The Marshall Project

BadBys

How “Cops” became the most polarizing reality TV show in America.

Feature | Filed 6:00 a.m. 01.22.2018
This story was produced in collaboration with Longreads

Morgan Langley leans toward a large computer screen. He isn’t sure if the video clip is still there, posted to a random YouTube channel named after a ’90s punk-ska act, but after a few moments, he finds it. Out of a black screen flashes a white Ford Mustang with blacked-out windows and chrome rims. Langley, who is an executive producer of one of America’s longest-running reality shows, “Cops,” narrates. “This kid here is actually selling a thousand pills of ecstasy to an undercover cop,” he says excitedly.

On the screen, a skinny white kid with a straight-brim baseball cap and a collection of painful-looking face piercings has plunked down on the Mustang’s passenger seat. Next to him is a woman whose blurred face is framed by sandy blonde hair. They briefly discuss logistics, and a second guy with dark skin and wrap-around sunglasses hops in. He asks if she has the cash; she asks if he has the goods. He asks if she’s a cop; she laughs.

“Okay, we’re just gonna do it like this,” he says, grabbing a pistol from his waistband. “Just give me your money.” Seconds later, officers in green tactical gear swarm the car, and he’s nose-down on the pavement, handcuffed and delivering a tear-streaked explanation: “Sir, they gave me a gun and told me they were gonna kill me.”

Langley, who is 43 and has the doughy look of an aging skater, interrupts. “I think this is why it went viral,” he says. Langley is showing me the video in his cluttered office on the third floor of his production company’s mud-colored building in Santa Monica. Since the clip appeared in an episode of “Cops” in 2011, it’s racked up 13.6 million views and almost 11,000 comments, many of which mock the drug-dealing purse snatcher’s apparent about-face. “He thought he was a tough boy to rob a woman gun point,” one says. “THEN CRIES LIKE A BABY.”

The clip portrayed a police encounter that couldn’t have been more different than the viral cop videos Americans have become accustomed to seeing over the past several years—the ones where an officer fires a burst of bullets into the back of a fleeing, unarmed black man, or puts a chokehold on another man as he gasps for breath. But just like the cell phone–captured deaths of Walter Scott and Eric Garner, the “Cops” clip seemed to expose a set of deeply personal beliefs about our frontline guardians of law and order. In one set of videos, they are the ruthless agents of a racist justice system; in another, they are unflinching heroes conquering the forces of depravity.
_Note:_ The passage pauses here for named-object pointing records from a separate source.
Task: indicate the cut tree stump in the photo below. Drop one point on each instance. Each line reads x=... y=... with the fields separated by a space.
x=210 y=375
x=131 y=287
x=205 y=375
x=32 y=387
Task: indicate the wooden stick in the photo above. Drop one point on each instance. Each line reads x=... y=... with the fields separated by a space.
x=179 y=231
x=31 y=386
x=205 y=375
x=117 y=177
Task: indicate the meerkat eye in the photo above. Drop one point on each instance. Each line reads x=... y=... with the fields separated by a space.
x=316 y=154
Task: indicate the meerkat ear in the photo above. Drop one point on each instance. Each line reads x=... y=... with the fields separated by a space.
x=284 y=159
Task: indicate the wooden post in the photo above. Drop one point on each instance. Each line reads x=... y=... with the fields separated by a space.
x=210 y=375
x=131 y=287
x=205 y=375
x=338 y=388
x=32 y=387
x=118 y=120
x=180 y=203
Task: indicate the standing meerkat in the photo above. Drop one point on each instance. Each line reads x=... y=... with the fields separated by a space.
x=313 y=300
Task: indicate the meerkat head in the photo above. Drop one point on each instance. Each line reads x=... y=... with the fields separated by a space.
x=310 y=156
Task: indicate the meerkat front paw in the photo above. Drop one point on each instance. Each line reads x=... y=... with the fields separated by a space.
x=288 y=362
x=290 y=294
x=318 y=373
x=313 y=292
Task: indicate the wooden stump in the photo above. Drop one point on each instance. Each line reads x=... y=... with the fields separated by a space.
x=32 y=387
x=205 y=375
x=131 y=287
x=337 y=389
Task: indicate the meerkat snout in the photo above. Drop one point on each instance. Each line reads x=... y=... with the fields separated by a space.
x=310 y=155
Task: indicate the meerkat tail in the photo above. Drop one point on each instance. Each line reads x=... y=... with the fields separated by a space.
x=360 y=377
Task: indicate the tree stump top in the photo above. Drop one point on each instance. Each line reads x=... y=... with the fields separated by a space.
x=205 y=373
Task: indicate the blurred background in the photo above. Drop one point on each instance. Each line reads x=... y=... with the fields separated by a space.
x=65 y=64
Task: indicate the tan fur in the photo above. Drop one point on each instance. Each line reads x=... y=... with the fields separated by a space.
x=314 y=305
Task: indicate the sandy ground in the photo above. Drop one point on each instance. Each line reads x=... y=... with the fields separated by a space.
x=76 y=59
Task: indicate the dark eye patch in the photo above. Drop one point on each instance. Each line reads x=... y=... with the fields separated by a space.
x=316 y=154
This is, of course, a rough approximation of the present debate over policing. So how much has the country’s most durable portrayal of American law enforcement shaped that debate? The long answer is this: Since 1989, “Cops” has delivered the officer’s view of crime and punishment every week, first on Fox, now on Paramount Network (formerly Spike), where new episodes from the show’s 30th season air every Monday night. “Cops” gained instant popularity in a genre it helped pioneer—reality television—and in the decades since, the show has remained a powerful and divisive force in American life. Civil rights activists, criminologists, and other observers have described it as a racist and classist depiction of the country, one in which crime is a relentless threat and officers are often in pitched battle against the poor black and brown perpetrators of that crime. They’re the plain-clothes narcotics detectives barreling through a suspected crack house, for instance, or the patrol officers racing after a suspect who’s bailed on a traffic stop. As Rashad Robinson, the racial justice activist and executive, puts it: “It represented for us what was the very worst of the way poverty and crime and communities of color are shown on TV.”